Formulare zur Tierzahlmeldung

1. Neuanmeldung und Betriebsregistrierung

  • Meldebogen für die NeuanmeldungPDF-Datei 40 KByte
    Sie können das Formular am Bildschirm ausfüllen, abspeichern und per E-Mail oder Fax schicken.
    Ab 2021 ist Ihr Betrieb, wenn Sie nur Kameliden halten, nur registrierungspflichtig. Die Meldungen von Tierzahlen werden nicht übernommen und sind daher nicht erforderlich.

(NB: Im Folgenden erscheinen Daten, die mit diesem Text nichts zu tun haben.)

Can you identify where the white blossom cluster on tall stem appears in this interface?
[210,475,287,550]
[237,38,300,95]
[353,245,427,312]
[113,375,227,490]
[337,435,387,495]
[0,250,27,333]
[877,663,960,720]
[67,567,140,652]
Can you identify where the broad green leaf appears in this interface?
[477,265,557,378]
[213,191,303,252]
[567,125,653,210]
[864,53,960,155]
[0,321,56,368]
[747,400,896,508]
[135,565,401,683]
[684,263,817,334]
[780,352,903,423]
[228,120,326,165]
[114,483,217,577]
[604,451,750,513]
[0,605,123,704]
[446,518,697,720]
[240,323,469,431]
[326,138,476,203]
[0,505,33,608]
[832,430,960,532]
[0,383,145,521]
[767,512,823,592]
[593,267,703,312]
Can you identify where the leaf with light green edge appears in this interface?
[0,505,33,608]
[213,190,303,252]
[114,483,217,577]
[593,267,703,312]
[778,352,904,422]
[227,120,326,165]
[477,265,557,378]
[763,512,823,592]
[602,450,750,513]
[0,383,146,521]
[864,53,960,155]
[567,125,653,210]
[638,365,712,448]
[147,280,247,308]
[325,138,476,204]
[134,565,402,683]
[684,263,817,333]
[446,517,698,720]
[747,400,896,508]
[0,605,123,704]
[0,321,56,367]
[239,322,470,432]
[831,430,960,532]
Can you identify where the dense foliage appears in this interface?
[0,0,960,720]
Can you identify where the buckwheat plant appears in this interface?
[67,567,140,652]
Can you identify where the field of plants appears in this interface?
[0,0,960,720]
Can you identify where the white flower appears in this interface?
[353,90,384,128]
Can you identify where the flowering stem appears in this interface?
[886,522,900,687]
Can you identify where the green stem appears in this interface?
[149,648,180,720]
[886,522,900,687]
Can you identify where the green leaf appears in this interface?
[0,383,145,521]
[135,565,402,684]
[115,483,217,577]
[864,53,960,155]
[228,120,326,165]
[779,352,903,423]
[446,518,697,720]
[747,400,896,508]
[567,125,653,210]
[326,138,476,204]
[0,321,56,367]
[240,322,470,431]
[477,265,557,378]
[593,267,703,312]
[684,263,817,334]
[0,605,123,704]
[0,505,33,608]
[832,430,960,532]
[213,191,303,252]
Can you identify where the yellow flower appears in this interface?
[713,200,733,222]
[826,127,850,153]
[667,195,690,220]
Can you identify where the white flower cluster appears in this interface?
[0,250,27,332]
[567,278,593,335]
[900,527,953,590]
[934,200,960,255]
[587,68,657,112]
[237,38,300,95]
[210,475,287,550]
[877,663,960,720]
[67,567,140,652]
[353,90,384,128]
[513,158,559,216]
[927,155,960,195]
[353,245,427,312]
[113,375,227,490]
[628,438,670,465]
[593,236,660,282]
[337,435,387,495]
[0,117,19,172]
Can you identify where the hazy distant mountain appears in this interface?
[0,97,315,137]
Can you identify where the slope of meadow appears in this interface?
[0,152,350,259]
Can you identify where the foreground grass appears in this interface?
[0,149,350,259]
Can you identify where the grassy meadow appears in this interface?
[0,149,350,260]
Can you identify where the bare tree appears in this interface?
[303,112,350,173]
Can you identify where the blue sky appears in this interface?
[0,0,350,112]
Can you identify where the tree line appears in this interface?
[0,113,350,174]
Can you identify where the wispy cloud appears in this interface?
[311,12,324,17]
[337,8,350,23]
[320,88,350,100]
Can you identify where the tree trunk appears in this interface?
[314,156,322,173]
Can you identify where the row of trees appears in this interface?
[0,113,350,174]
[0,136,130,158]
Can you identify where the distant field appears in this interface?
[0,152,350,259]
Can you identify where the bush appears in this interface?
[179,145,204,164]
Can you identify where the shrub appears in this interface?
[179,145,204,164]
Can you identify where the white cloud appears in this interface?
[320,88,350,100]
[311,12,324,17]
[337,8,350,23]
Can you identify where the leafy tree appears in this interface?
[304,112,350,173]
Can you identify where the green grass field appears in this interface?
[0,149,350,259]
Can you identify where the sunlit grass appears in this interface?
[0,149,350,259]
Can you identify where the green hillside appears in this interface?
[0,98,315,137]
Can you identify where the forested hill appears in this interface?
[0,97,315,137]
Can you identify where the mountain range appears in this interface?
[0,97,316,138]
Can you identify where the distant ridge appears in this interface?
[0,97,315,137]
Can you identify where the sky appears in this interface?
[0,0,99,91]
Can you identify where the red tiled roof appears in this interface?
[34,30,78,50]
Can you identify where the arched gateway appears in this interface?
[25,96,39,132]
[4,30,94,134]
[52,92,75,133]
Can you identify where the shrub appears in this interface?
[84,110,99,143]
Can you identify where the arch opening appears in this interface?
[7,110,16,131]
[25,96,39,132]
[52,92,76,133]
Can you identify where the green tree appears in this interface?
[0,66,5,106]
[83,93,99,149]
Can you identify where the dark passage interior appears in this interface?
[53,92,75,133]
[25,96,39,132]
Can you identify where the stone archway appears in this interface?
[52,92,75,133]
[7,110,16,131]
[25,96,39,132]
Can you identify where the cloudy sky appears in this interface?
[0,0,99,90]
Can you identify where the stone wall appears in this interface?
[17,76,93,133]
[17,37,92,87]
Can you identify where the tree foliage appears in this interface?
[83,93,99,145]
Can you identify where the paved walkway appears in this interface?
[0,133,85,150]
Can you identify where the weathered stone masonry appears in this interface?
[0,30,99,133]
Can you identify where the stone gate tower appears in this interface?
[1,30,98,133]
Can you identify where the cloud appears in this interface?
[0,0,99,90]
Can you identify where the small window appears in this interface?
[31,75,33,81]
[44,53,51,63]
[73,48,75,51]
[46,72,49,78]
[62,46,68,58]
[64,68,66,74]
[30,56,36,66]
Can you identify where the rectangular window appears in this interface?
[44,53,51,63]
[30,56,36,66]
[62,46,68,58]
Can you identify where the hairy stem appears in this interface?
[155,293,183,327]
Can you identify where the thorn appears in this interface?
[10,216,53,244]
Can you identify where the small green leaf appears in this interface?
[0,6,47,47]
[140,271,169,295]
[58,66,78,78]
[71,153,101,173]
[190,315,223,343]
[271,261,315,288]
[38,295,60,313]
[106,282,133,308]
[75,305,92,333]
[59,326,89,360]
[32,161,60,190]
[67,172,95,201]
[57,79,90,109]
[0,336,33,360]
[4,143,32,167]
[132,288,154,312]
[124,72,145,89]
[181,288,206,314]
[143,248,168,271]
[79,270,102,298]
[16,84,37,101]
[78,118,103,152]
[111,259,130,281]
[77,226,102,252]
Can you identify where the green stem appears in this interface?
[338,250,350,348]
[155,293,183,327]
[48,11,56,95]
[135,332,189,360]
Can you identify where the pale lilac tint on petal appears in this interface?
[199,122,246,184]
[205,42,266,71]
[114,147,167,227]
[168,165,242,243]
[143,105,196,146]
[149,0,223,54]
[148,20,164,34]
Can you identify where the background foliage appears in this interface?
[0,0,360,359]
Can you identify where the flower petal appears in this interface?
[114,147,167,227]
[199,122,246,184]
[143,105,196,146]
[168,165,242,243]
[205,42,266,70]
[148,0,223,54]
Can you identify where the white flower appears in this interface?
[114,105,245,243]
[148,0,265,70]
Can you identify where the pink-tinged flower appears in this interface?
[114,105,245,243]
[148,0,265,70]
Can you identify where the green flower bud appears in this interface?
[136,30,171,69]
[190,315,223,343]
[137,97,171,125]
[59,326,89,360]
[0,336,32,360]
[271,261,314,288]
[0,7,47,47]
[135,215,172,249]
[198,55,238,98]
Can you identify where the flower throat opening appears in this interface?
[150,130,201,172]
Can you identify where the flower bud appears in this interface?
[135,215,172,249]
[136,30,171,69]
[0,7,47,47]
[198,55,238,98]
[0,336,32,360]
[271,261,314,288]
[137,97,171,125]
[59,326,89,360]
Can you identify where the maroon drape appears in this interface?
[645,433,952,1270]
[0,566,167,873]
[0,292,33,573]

Die Haltung von Geflügel und Bienen erfreut sich derzeit sehr großer Beliebtheit. Aufgrund des sehr hohen Aufkommens von Neuanmeldungen ist es uns leider nicht möglich, Ihre Neuanmeldung zeitnah zu bearbeiten. Sie müssen leider mit einer Bearbeitungszeit von mind. 8 Wochen rechnen. Wir bitten Sie von diesbezüglichen Nachfragen abzusehen. Mit Versand Ihrer Neuanmeldung sind Sie Ihrer Verpflichtung, Ihre Tierhaltung bei der Tierseuchenkasse anzuzeigen, nachgekommen.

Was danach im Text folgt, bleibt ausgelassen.